Immagine di repertorio
MORTO LUIGI COLOMBO – Il mondo del giornalismo e della televisione piange la scomparsa di Luigi Colombo. Si tratta storico telecronista sportivo e colonna portante del racconto calcistico in Italia. Si è spento oggi, 8 luglio 2026, in Brianza all’età di 79 anni. L’improvvisa scomparsa ha lasciato un vuoto incolmabile tra i colleghi e le generazioni di appassionati di sport che sono cresciute ascoltando i suoi racconti e le sue celebri radiocronache e telecronache.
Chi era Luigi Colombo: una carriera tra Telemontecarlo e i grandi eventi sportivi
Luigi Colombo è stato un pioniere dell’informazione sportiva televisiva. Il suo nome resta indissolubilmente legato all’epoca d’oro di Telemontecarlo (TMC). L’emittente, negli anni ’80 e ’90 ha rivoluzionato il modo di trasmettere il calcio e lo sport in Italia, prima dell’avvento dei colossi satellitari e dello streaming.

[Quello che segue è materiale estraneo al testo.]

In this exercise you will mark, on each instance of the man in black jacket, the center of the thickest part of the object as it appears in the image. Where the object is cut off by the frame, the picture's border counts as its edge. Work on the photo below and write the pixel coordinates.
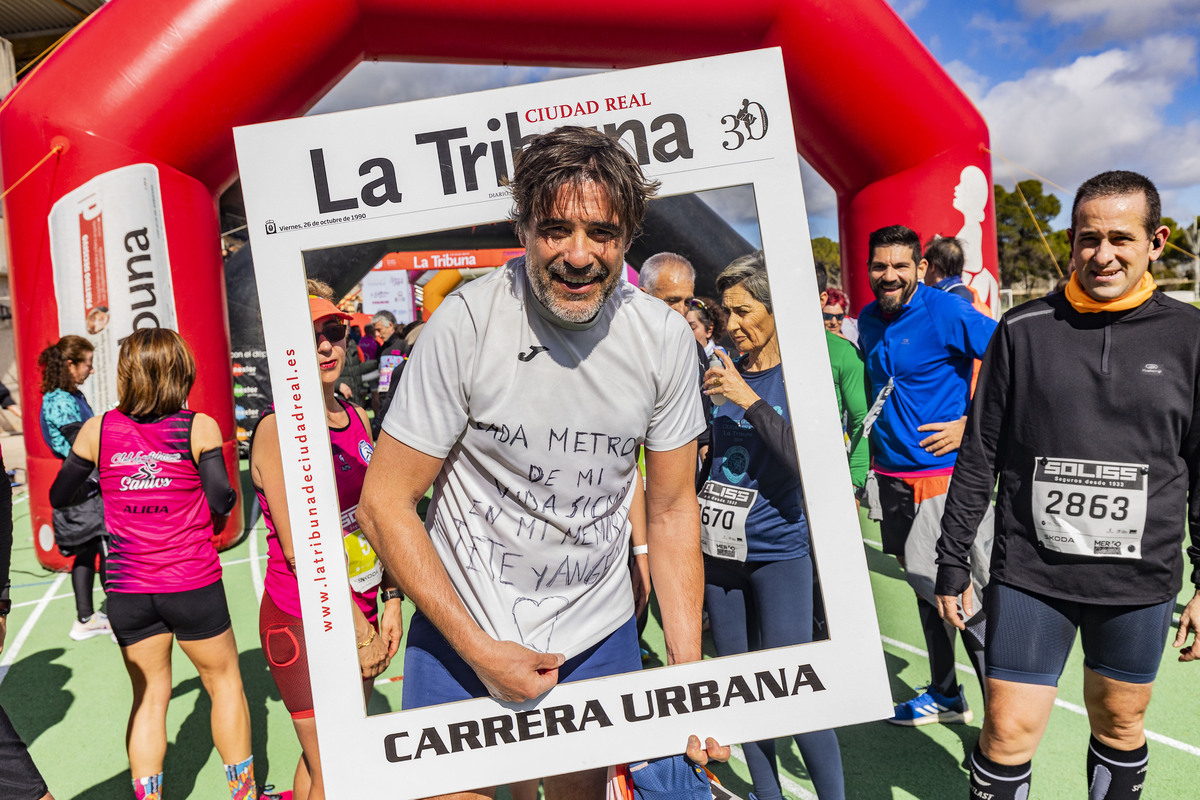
(1087, 410)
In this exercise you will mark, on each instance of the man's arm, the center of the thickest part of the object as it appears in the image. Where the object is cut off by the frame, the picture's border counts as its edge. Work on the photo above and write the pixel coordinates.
(975, 475)
(397, 479)
(672, 533)
(1189, 620)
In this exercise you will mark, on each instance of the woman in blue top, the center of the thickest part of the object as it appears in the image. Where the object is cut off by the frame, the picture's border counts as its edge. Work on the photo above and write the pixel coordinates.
(65, 366)
(755, 530)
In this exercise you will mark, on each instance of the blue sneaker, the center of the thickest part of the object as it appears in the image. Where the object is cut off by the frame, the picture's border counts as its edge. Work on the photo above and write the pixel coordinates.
(929, 707)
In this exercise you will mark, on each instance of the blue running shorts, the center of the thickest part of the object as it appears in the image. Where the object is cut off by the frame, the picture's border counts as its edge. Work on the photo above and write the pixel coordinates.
(1030, 637)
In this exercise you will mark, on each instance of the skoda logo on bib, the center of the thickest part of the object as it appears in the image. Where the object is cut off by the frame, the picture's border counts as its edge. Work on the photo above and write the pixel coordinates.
(735, 464)
(1095, 509)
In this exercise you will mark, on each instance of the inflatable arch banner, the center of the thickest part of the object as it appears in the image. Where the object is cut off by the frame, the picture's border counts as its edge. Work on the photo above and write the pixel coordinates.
(526, 570)
(159, 86)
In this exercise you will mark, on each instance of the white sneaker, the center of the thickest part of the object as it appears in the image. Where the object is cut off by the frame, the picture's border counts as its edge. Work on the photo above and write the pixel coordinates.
(95, 625)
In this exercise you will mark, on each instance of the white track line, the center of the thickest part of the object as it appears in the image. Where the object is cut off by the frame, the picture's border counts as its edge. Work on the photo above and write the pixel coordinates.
(1062, 704)
(13, 649)
(784, 781)
(101, 590)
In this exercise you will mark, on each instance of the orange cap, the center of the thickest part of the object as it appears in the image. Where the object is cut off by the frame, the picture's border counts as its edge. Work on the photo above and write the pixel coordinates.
(319, 307)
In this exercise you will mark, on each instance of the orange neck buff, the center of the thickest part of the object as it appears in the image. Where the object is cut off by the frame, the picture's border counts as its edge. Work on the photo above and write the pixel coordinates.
(1084, 304)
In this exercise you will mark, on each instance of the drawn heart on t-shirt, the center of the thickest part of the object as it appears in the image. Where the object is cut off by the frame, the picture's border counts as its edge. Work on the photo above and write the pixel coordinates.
(533, 614)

Con il suo stile elegante, preparato e mai sopra le righe, Colombo è stato la voce ufficiale di alcuni dei più importanti appuntamenti calcistici internazionali. E’ stato anche l’inventore della Telecronaca a due voci.
I grandi successi professionali
Nel corso della sua lunga e brillante carriera, Colombo ha raccontato:
- I Mondiali di Calcio: Storiche le sue telecronache delle edizioni degli anni Novanta, che hanno tenuto incollati milioni di italiani davanti agli schermi di TMC.
- La Copa América: Fu tra i primi a portare nelle case degli italiani il grande calcio sudamericano, raccontandolo con passione e una competenza tecnica straordinaria.
- Il calcio internazionale: Ha seguito da vicino le evoluzioni dei più grandi campioni dell’epoca, diventando un punto di riferimento per l’accuratezza dei suoi commenti.
Il ricordo del mondo del giornalismo
Non appena la notizia della sua scomparsa si è diffusa, si sono moltiplicati i messaggi di cordoglio da parte del mondo dei media e delle istituzioni sportive. Colleghi di ieri e di oggi lo ricordano non solo come un professionista impeccabile e un maestro di giornalismo, ma anche come un uomo di straordinaria signorilità, generosità e ironia.
Con la morte di Luigi Colombo se ne va un pezzo di storia della televisione italiana, un narratore d’altri tempi che ha saputo raccontare lo sport con il massimo rispetto per il pubblico e per gli atleti in campo.